HÄMNAREN
F.: Hugo Edlund; Int.: John Ekman (Jacob Kahn), Richard Lund (Josef), Edith Erastoff (Ester), Karin Molander (Emma), Wilh. Hansson (Georg Vide), Edmond Hansen, William Larsson; Prod.: Svenska Biografteatern; 35mm. L. or.: 1011 m. L.: 875 m. D.: 44’ a 18 f/s.
Film Notes
The film was thought lost until a near-complete tinted nitrate print with German intertitles was found by Stiftung Deutsche Kinemathek, Berlin in 2001. The print was in good physical condition and identified by Helmut Regel in Koblenz. A duplicate negative was made, where Swedish intertitles were inserted, and a new print was struck in 2003. Prints of the German version were also made from the duplicate negative, before the insertion of Swedish titles.

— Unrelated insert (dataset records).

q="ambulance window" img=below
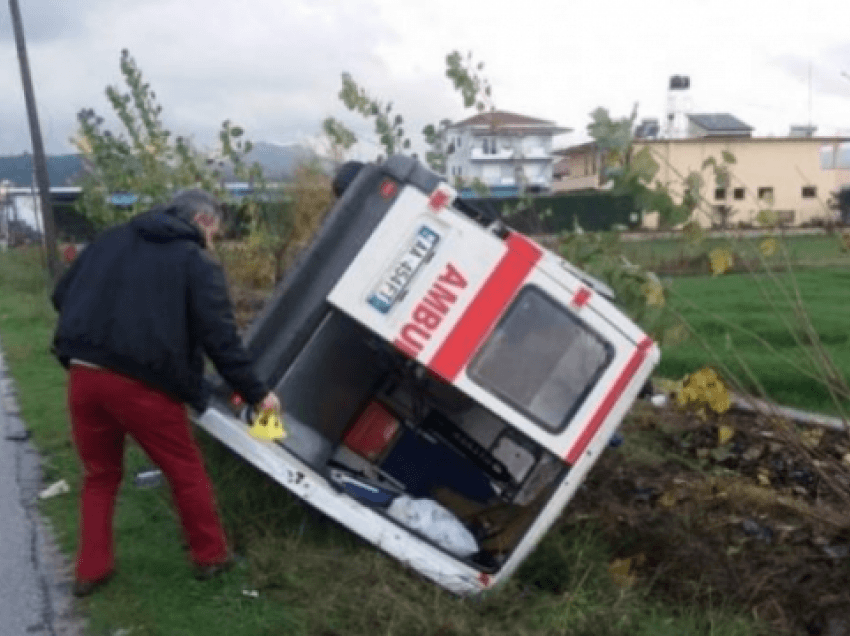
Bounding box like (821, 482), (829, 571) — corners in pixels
(467, 286), (614, 432)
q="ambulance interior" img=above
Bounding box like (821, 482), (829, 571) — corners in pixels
(232, 289), (613, 572)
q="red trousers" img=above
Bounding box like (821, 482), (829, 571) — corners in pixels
(68, 365), (228, 580)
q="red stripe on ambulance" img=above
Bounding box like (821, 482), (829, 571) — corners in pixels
(564, 338), (653, 464)
(428, 233), (543, 382)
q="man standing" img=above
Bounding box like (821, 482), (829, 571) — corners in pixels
(52, 190), (280, 596)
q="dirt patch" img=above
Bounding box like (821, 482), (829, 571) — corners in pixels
(569, 405), (850, 636)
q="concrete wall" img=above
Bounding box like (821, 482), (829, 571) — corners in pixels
(635, 138), (848, 227)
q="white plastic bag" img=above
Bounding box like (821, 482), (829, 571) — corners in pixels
(387, 495), (478, 557)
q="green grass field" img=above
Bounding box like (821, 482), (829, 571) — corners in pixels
(0, 251), (768, 636)
(658, 268), (850, 413)
(622, 235), (850, 273)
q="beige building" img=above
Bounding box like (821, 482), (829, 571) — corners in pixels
(553, 136), (850, 227)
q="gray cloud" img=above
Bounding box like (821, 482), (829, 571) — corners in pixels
(770, 51), (850, 99)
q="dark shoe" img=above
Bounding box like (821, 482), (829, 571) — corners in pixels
(71, 571), (115, 598)
(192, 557), (235, 581)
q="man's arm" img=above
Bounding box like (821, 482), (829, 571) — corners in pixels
(50, 248), (88, 313)
(189, 246), (269, 404)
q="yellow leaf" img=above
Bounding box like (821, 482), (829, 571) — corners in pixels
(708, 247), (734, 276)
(717, 426), (735, 444)
(759, 238), (779, 256)
(658, 490), (679, 508)
(800, 428), (823, 448)
(643, 280), (665, 307)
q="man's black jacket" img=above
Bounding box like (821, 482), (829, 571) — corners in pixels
(52, 208), (267, 412)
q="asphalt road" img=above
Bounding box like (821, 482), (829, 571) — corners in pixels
(0, 342), (85, 636)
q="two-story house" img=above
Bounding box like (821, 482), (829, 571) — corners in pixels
(443, 111), (571, 196)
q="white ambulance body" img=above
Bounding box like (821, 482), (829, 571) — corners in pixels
(197, 157), (660, 594)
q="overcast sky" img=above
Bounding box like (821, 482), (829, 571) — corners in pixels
(0, 0), (850, 161)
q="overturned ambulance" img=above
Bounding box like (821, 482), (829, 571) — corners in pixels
(196, 156), (660, 594)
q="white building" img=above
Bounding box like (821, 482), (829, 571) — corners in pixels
(443, 111), (571, 196)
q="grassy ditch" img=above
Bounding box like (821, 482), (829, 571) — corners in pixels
(0, 245), (759, 636)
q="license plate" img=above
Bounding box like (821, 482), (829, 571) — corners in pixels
(368, 225), (440, 314)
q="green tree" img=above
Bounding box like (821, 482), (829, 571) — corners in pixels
(332, 51), (493, 174)
(587, 104), (703, 228)
(71, 49), (262, 227)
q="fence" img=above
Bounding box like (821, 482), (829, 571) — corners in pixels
(469, 192), (641, 234)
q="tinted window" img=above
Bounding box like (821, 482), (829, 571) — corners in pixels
(468, 287), (613, 432)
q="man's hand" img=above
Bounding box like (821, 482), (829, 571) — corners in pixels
(257, 391), (280, 413)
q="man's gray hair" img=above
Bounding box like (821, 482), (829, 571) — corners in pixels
(166, 188), (224, 224)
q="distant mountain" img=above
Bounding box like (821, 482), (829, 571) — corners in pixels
(0, 141), (332, 187)
(0, 154), (83, 188)
(219, 141), (331, 181)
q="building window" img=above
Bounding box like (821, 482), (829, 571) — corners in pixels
(776, 210), (794, 225)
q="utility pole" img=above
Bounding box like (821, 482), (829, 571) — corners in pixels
(9, 0), (59, 281)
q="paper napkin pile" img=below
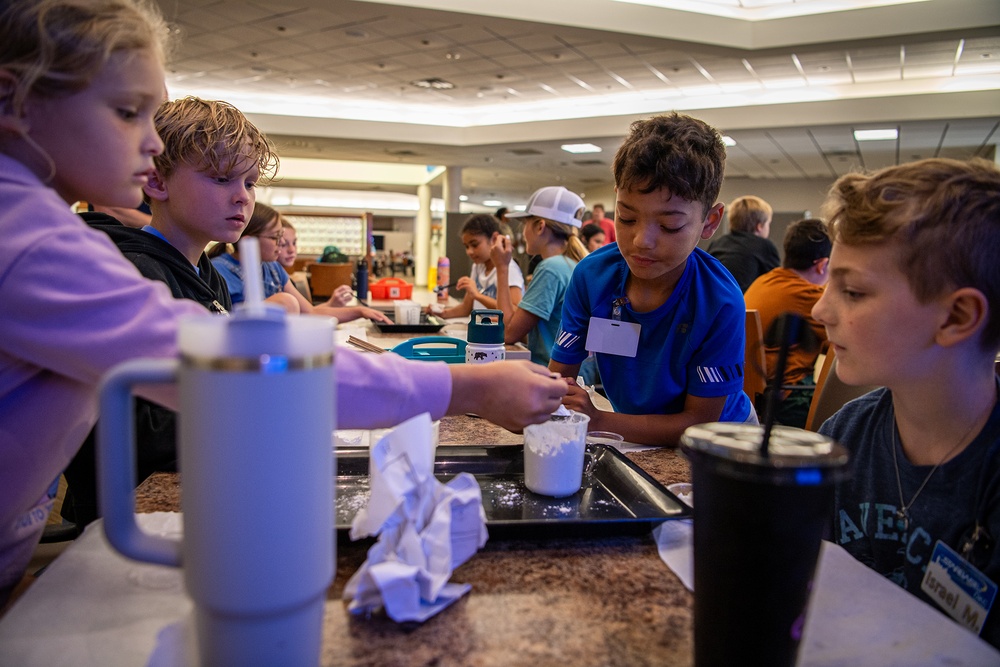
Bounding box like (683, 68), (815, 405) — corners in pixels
(344, 413), (488, 622)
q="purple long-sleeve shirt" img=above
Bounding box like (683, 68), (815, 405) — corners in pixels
(0, 154), (451, 600)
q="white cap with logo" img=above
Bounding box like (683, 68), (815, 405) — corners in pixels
(507, 185), (587, 228)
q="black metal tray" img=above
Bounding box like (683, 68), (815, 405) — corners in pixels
(375, 310), (445, 333)
(336, 445), (691, 538)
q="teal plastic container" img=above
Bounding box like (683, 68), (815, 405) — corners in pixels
(390, 336), (466, 364)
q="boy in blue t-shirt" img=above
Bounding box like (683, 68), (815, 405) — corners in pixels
(549, 113), (757, 446)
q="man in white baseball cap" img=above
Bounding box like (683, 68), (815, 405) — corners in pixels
(490, 185), (587, 365)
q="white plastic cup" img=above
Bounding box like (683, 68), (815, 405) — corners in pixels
(524, 412), (590, 498)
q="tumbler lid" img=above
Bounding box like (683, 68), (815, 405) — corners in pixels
(681, 422), (848, 485)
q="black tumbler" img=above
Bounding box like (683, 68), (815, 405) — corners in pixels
(681, 423), (848, 667)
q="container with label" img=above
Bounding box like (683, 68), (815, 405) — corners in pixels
(465, 310), (506, 364)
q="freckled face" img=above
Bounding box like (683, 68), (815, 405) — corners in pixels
(615, 188), (722, 284)
(812, 243), (945, 387)
(24, 50), (164, 208)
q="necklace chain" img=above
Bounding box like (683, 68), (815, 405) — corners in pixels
(889, 407), (992, 533)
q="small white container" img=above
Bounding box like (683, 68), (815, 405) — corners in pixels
(392, 299), (420, 324)
(524, 412), (590, 498)
(465, 310), (507, 364)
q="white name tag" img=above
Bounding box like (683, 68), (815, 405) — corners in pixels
(920, 540), (997, 634)
(585, 317), (642, 357)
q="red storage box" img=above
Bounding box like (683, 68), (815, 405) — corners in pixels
(369, 278), (413, 299)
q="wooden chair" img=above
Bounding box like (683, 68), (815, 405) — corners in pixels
(806, 347), (878, 431)
(743, 310), (767, 405)
(309, 262), (354, 301)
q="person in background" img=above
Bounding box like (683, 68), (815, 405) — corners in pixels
(580, 223), (605, 252)
(0, 0), (566, 605)
(490, 186), (587, 365)
(64, 97), (278, 527)
(813, 158), (1000, 647)
(549, 113), (757, 447)
(590, 204), (618, 244)
(278, 216), (354, 306)
(708, 190), (781, 292)
(428, 213), (524, 318)
(743, 218), (832, 428)
(208, 203), (392, 324)
(90, 202), (151, 229)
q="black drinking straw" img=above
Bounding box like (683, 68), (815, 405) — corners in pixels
(760, 313), (812, 458)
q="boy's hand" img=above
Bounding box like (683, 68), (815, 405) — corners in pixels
(490, 234), (514, 270)
(448, 360), (566, 433)
(563, 378), (599, 420)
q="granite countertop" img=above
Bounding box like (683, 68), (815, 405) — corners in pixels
(136, 416), (693, 667)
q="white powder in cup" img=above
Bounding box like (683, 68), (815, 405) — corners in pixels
(524, 412), (590, 498)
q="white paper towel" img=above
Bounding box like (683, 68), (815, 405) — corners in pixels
(344, 413), (488, 622)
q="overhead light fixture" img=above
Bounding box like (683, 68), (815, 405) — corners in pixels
(854, 127), (899, 141)
(560, 144), (603, 153)
(410, 77), (455, 90)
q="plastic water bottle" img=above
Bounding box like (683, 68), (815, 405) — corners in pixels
(465, 310), (507, 364)
(435, 257), (451, 303)
(355, 259), (368, 301)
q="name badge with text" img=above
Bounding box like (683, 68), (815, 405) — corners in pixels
(920, 540), (997, 634)
(586, 317), (642, 357)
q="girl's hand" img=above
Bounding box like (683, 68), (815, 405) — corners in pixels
(359, 306), (394, 324)
(326, 285), (354, 308)
(490, 234), (514, 270)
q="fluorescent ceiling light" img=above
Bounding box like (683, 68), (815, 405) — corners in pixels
(854, 127), (899, 141)
(616, 0), (927, 21)
(560, 144), (603, 153)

The discovery of Hämnaren is nothing short of sensational, being now the oldest surviving film by Stiller. The shooting took place in April 1915, and was Stiller’s 23rd film since his directorial debut in 1912. A young student renounces a Jewish girl with whom he has had an affair, and their baby boy is raised by the girl’s cousin, a money-lender who many years later finds a way to avenge the injustice inflicted upon his family. True, the film is somewhat more static than other Stiller films, but it has a tense, dramatic atmosphere, and there is some highly evocative on-location footage, for instance at the cemetery. Stiller was born in Helsinki by Russian-Jewish parents, and Hämnaren is the only of the director’s more than forty films that takes place in a Jewish setting. When the young student, later to become a priest, refuses to marry the pregnant girl, he writes her a letter bluntly stating that marriage is impossible because she is a Jew and he is a Christian. In the German version he simply states that marriage would interfere with his studies. In fact, the titles in the German version differ significantly not only from the original Swedish titles but also from the titles in the English version. Stiller planned one more film in a Jewish setting. But after several rewritings of the script, the 1921 De landsflyktige instead came to depict the lives of Russian emigrés in Western Europe.